I have mentioned before on this website that I am a bit of a “wuss”when it comes to ghost stories. So I must admit as I entered the Hawth Theatre in Crawley last night to watch two ‘classic’ ghost stories it will come as no surprise to you that there were butterflies dancing in my stomach.
First on the bill was ‘Oh Whistle, and I’ll come to you, my Lad’ by M. R. James which is a traditional creepy ghost story with ‘things that go bump in the night’ together with a few squeals from the audience. The story is set in a hotel on the English coast at the turn of the last century where an elderly gentleman, Professor Parkins (Jack Shepherd) arrives for a golfing holiday. Whilst walking on the beach he happens upon an old bone whistle. Intrigued by it he picks it up and takes it back to the hotel. Later, whilst discussing his find with golfing partner Colonel Wilson (Terrence Hardiman) he blows the whistle where he sparks of a chain of supernatural events.

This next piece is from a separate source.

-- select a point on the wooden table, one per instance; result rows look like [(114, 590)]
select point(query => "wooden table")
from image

The play started slowly and lulled me into a false sense of security. It bumbled along, rather like it’s two main characters until the tension started to mount and there were certainly a few surprises that had me gripping my seat. Extra effects were cleverly projected onto a big screen at the back of the stage however it was the eerie goings on in the Professor’s bedroom that had us all spooked.
I thoroughly enjoyed Margaret May Hobbs’ adaptation of “Oh Whistle, and I’ll come to you, my Lad” and it left me wanting more. I did feel that there may have been more to M. R. James’ story as there were many questions left unanswered about who the spectre was and the ultimate fate of Parkins – but maybe we are meant to stay in the dark.
The second play was ‘The Signalman’ written by Charles Dickens and adapted by Francis Evelyn. As the curtain rose the audience got their first surprise. During the interval there had been the most amazing scene change. There was no trace of the seaside hotel but in it’s place was a dark railway cutting and a railway signal box at the end of a long tunnel.
It wasn’t only the scenery that was different. The whole play had a different feel to it. This time Hardiman plays a railway enthusiast who stumbles across the signalman (Shepherd) working diligently in his signalbox.
It becomes apparent that the signalman is troubled and over the course of the next two evenings tells the traveller of an apparition that appears at the end of the tunnel warning of impending disaster. On two occasions accidents have struck after the Signalman saw the ghost and now the ghost is appearing again. The Signalman is afraid and doesn’t know what to do. Does the ghost really appear or are the sightings in his mind? The audience is left to decide.
Both Oh Whistle, and I’ll come to you my Lad and The Signalman unquestionably complimented each other. They were both so different in their approach and beautifully executed. Shepherd and Hardiman bring their wealth of acting experience to their roles in both plays and are ably supported by a small supporting cast who as well as playing the supporting roles make all the special effects work like clockwork.
Terrence Hardiman told me that often people favour one play over the other, it was certainly the case between myself and my companion last night, although we both favoured different plays, we both found them to be very enjoyable .
With each play being under an hour long Michael Lunney has directed and designed a clever gem of an evening out that draws the audience in slowly and then leaves them hankering for more.
Classic Ghosts is produced by Middle Ground Theatre Company and is playing at the Hawth Theatre in Crawley until Saturday. It then continues on it’s tour for another three weeks to Brighton, Chelmsford and Jersey.